800V B+ on cold GU-50 tubes does not bother me at all. Abrupt B+ switch on like in case of time delay switches is more harmful because of currents that charging coupling caps create grid current spikes that create anode current spikes.

However, magnetrons in radar stations is completely different issue... When they start conducting due to uneven emission from surface of cathode some spots on it start heating faster, that heats them even higher, and so on.

Density of cathode current matters.
 
I only started to understad cathode stripping and cathode poisoning after reading this paper by Morgan Jones.

Baking valves by Morgan Jones (pdf file hosted by Vacuumstate)

Wowww, I *hope* that's not actually written by Mr Jones, at least not directly.

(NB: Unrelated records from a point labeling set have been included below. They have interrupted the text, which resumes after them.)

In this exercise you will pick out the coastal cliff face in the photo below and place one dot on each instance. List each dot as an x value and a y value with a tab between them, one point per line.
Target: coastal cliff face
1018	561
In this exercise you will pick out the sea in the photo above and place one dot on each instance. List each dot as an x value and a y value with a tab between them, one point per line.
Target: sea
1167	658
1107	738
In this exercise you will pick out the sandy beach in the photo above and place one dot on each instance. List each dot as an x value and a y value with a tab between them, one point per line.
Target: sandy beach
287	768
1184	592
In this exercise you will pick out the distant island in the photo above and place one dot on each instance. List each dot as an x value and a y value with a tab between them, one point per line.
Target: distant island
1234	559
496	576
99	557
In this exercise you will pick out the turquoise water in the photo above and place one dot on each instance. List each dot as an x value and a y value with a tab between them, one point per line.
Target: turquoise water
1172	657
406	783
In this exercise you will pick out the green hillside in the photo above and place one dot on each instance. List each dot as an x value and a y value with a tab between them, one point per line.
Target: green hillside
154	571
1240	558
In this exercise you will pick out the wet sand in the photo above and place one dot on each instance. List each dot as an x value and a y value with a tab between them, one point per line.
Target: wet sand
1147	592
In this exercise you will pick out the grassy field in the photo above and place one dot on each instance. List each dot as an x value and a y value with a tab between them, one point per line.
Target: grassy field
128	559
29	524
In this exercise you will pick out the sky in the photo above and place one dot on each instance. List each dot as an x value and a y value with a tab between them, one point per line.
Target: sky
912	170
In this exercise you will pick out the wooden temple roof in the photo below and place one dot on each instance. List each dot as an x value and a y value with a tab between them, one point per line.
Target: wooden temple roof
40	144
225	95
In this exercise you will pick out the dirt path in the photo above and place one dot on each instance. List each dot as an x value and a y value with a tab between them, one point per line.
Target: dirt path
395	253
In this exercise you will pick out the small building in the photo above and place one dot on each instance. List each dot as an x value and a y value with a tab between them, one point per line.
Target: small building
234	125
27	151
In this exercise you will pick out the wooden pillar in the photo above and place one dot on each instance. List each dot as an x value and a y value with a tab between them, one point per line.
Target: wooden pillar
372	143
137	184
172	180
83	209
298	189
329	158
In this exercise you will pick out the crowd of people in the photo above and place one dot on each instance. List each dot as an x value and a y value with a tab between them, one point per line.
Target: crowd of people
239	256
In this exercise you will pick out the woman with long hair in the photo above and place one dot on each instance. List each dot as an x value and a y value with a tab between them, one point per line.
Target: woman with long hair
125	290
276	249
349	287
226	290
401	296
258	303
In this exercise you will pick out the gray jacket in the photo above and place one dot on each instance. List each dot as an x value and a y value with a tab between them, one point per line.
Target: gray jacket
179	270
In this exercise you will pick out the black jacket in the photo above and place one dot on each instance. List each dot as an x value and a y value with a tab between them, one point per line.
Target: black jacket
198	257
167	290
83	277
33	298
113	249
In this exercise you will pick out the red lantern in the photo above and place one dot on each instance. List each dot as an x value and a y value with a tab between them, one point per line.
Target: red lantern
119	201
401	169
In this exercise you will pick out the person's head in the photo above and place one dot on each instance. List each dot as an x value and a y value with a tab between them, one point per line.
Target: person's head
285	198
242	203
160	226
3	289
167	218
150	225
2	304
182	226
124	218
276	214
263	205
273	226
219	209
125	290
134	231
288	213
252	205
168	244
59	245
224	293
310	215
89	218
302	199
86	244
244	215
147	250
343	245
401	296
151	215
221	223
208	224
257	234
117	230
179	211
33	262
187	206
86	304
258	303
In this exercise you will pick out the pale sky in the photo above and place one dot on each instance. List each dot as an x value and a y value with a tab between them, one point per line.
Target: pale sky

I have seen few terribly formatted documents, and I am sad to say, this is one of them! Headings are not indicated; Omega seems to have been replaced with Sigma; the font is too small or the column too wide, and I'm willing to bet it was typed in MS Word using only default settings.

I wonder if you know of a better written article? I would like to read it, but these things are just too distracting.

Tim
 
I don't think he uses Microsoft Word- far too modern. A quill is more his speed.

He normally uses Word Perfect, and it took years for me to get anything out of him that I could even put up on a screen. I suspect what he finally sent was the WP original converted (badly?) to MSW. Which I then converted to PDF in Mac OSX.

I've done my best, if it offends anyone, too bad - you are invited to do better. But whatever, the data is correct and I consider, very valuable.

Regards, Allen
 
I'd agree- except for the two Greek letter oddities, it looks fine. I never worry about moderate voltages (i.e., <1kV or the Vbo(max), whichever is smaller), and I've never had an issue with tube life.

@Wavebourn, that's definitely Morgan's work. I even have a couple of the D3a that he tested.